Пиранья. Бродячее сокровище (Бушков) - страница 22

«Э-ге-ге, — сказал себе Мазур, приглядевшись к ним. — Упитанные, кровь с молоком, бошки у всех на единый манер оболваненные, цивильная одежонка немудрящая… Да тут и гадать нечего. Вы, соколики мои, ручаться можно, с той самой базы будете, доподлинная US ARMY. Крепенько же вам повезло, что вчера ночью никто из вас в карауле не стоял…»

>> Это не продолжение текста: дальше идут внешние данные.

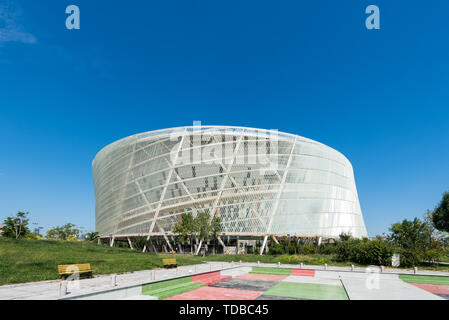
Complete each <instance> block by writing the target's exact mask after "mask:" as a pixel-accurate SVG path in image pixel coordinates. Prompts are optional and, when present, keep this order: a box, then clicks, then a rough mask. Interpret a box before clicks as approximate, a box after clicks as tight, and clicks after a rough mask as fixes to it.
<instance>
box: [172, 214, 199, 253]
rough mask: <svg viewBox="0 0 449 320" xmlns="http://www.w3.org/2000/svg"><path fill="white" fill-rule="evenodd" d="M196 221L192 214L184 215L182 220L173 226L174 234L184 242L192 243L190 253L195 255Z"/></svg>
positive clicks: (172, 231) (181, 219) (182, 215)
mask: <svg viewBox="0 0 449 320" xmlns="http://www.w3.org/2000/svg"><path fill="white" fill-rule="evenodd" d="M194 220H195V219H194V218H193V216H192V214H191V213H190V212H189V213H183V214H181V219H180V220H179V221H178V222H177V223H176V224H175V225H174V226H173V229H172V232H173V233H174V234H176V235H177V236H178V238H179V239H180V240H181V241H182V242H187V241H188V242H190V253H191V254H193V237H194V236H195V229H196V228H195V221H194Z"/></svg>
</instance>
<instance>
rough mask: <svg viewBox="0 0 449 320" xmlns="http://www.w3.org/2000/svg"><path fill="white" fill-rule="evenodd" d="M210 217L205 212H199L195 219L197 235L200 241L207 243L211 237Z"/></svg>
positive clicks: (196, 234) (195, 225)
mask: <svg viewBox="0 0 449 320" xmlns="http://www.w3.org/2000/svg"><path fill="white" fill-rule="evenodd" d="M211 231H212V228H211V223H210V216H209V215H208V214H207V213H205V212H199V213H198V214H197V216H196V217H195V234H196V237H197V238H198V240H199V241H206V240H207V239H208V238H209V237H210V235H211Z"/></svg>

У печки суетился веселый абориген со щербатой улыбкой, давно нестриженый, в потертых джинсах и белой майке. Мазур договорился с ним в два счета на смеси ломаного английского и выразительных жестов, заплатил местную деньгу — огромную, четырехцветную, с разлапистым государственным гербом и экзотическими птицами — получил глубокую тарелку, где дымилось жареное мясо с какими-то овощами, две бутылочки пива, и вновь ощутил себя своим человеком в Латинской Америке.

Несколько секунд он колебался — как поступил бы на его месте заправский бродяга родом из Австралии? — и, сделав выбор, направился в сторону коротко стриженых парней. Всякий, кто не местный — непременно гринго, а гринго обязаны держаться вместе…

— Эй, найдется тут местечко для белого человека? — спросил он сидевшего ближе всех к нему солдатика.

Тот покосился без особого интереса:

— Для белого найдется, а местной макаке — сразу в рожу…

Подобающе осклабившись, Мазур бросил, опуская на стол тарелку и бутылки:

— Эй, ты не путай натурального австралийского парня со здешними макаками… Американец?

— Ага, — сказал тот малость полюбезнее.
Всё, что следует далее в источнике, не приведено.